Les Echos – 26/05/2016
Julien Dupont-Calbo
Encore confidentiel, le marché des deux-roues électriques commence à se développer dans l’Hexagone.
L’électrique, outil de diplomatie urbaine ? « Quand on se gare avec le scooter électrique, les gens sur le trottoir ne nous regardent plus de travers. C’est génial », s’amuse Frédéric Stik, le responsable deux-roues de BMW France. Depuis l’an dernier, la marque allemande commercialise un gros deux-roues électrique à 15.000 euros – 500 unités vendues en 2015, normalement un peu plus cette année. « C’est une très bonne surprise », sourit Frédéric Stik, qui pensait en vendre deux fois moins.
Cela ne veut pas dire non plus que Paris, Lyon ou Bordeaux, les grandes villes motocyclistes françaises, ressemblent à Pékin – où les deux-roues ne carburent qu’à l’électrique. L’an dernier, seuls 1.861 modèles ont trouvé preneur en France, contre 1.156 en 2014, selon l’Avere. « Le marché reste confidentiel », admet Olivier Cimetière, le responsable deux-roues de Norauto. Même si ce dernier, dit-il, « offre de très belles perspectives ».

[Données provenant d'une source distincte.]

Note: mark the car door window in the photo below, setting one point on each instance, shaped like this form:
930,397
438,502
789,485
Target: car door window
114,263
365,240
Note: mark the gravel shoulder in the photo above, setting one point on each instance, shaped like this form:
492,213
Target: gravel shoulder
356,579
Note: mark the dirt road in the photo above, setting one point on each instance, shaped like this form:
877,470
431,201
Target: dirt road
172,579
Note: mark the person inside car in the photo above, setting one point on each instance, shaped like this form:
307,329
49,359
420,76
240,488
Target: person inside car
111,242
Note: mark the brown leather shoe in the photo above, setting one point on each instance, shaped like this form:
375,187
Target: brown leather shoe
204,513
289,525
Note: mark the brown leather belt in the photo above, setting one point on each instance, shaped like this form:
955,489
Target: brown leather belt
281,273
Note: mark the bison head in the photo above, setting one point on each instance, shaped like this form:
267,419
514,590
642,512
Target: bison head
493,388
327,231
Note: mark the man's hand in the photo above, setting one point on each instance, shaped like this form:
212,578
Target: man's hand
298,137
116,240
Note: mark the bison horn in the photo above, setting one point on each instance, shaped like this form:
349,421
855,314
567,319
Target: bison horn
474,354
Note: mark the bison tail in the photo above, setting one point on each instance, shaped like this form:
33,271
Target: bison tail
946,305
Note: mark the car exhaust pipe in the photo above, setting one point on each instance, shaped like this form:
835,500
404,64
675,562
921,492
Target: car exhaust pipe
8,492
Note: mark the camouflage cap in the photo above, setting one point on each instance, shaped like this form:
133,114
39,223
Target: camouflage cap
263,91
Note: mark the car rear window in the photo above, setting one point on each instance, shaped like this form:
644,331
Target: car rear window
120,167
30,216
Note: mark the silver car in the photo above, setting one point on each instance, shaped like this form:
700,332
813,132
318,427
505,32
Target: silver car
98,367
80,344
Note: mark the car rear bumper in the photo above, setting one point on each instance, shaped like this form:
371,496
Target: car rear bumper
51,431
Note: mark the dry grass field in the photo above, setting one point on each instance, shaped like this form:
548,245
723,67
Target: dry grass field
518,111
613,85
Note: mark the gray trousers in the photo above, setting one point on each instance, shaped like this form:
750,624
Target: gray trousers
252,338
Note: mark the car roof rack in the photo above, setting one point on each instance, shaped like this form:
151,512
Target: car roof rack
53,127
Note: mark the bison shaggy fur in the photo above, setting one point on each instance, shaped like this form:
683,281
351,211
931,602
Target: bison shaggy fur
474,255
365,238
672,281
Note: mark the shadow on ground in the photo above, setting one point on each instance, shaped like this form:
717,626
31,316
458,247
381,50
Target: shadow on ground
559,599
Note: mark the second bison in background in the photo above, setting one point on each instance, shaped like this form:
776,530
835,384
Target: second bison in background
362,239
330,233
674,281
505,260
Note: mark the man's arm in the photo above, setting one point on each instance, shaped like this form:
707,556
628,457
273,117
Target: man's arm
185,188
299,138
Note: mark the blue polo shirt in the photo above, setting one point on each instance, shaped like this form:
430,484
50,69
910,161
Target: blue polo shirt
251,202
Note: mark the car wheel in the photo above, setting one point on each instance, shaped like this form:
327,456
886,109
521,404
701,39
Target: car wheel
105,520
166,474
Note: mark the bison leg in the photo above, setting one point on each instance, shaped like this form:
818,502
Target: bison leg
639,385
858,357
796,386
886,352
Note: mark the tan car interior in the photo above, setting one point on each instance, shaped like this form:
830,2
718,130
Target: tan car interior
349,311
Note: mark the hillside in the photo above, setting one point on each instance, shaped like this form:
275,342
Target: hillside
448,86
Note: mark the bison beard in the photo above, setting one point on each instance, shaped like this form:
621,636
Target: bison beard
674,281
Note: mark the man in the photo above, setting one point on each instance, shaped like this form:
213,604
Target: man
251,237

A l’entendre, l’appétence du public grimpe en flèche. « Les clients posent de plus en plus de questions. Et on reçoit en ce moment énormément de mairies, de livreurs de pizzas, de polices municipales ou de clubs de golf », note Olivier Cimetière. « Ça décolle », confirme Frédéric de Maneville, cofondateur d’Eccity, une start-up de scooters électriques installée à Grasse. « On vient de signer un contrat pour 400 modèles avec la Mairie de Paris », se félicite le dirigeant.
Plusieurs atouts
Le scooter électrique revêt en effet certains atouts. D’abord, la facture de carburant est réduite à néant, idem pour le bruit, l’odeur et les vibrations. Les polices d’assurance sont moins chères et l’entretien très limité, le nombre de pièces d’usure étant réduit à portion congrue (les pneus et les freins surtout). Quand à l’autonomie, plus de 80 kilomètres en général, elle paraît largement suffisante pour tenir quelques jours en ville.
Tout comme la vitesse… « Notre scooter monte à 120 km/h, avec une super accélération, sans temps de latence », vante Frédéric Stik, chez BMW. D’après ses calculs, le surcoût de son modèle électrique, 4.000 euros par rapport à un modèle équivalent thermique, s’efface en trois ou quatre ans, vu la différence de coût à l’usage. En revanche, pas d’aide gouvernementale à l’achat, contrairement à ce qui se passe pour la voiture électrique. « On trouve bien quelques aides municipales, mais elles sont plafonnées à 400 euros. Ce que les clients ne comprennent pas, d’ailleurs », regrette Frédéric de Maneville.
Reste que les constructeurs commencent à s’intéresser plus sérieusement au sujet. Hormis BMW, Peugeot Scooters devrait bientôt pousser les feux en la matière, à la demande de Carlos Tavares, le patron de PSA. « Avec notre partenaire Mahindra, nous préparons un nouveau produit, qui va vite arriver », promet Georges Charitat, chez Peugeot Scooters, où l’on ne recense plus de modèle grand public pour l’instant. L’engin en question serait une version européenne du scooter GenZe, concoctée par une start-up californienne dans le giron de Mahindra.
Technologiquement complexe
A vrai dire, le scooter électrique n’est pas une mince affaire. « Technologiquement, c’est assez complexe », souffle Frédéric Stik. Il faut, gérer la charge et la décharge de la batterie, son poids et l’équilibre général de la machine. Et monter un réseau d’entretien ou convaincre ses revendeurs de s’y mettre. Du coup, les marques de scooters reposant sur des constructeurs automobiles partent avantagées par rapport à des acteurs comme Piaggio ou Yamaha, par exemple.
Les fabricants de motos, aussi, restent pour l’heure en relatif retrait. A leur décharge, il ne s’est vendu que 102 motos électriques en France l’an dernier… « Le motard aime le moteur qui pétarade », pense Frédéric de Maneville. Certains essaient pourtant de les convaincre, comme l’américain Zero Motorcycles, qui propose des motos « écolos » passant de 0 à 100 en 3,3 secondes. « On part d’une feuille blanche, mais d’une façon ou d’une autre, le marché se développera », juge Bruno Muller, son représentant en France. L’objectif de son employeur californien ? Devenir le Tesla de la moto, tout simplement.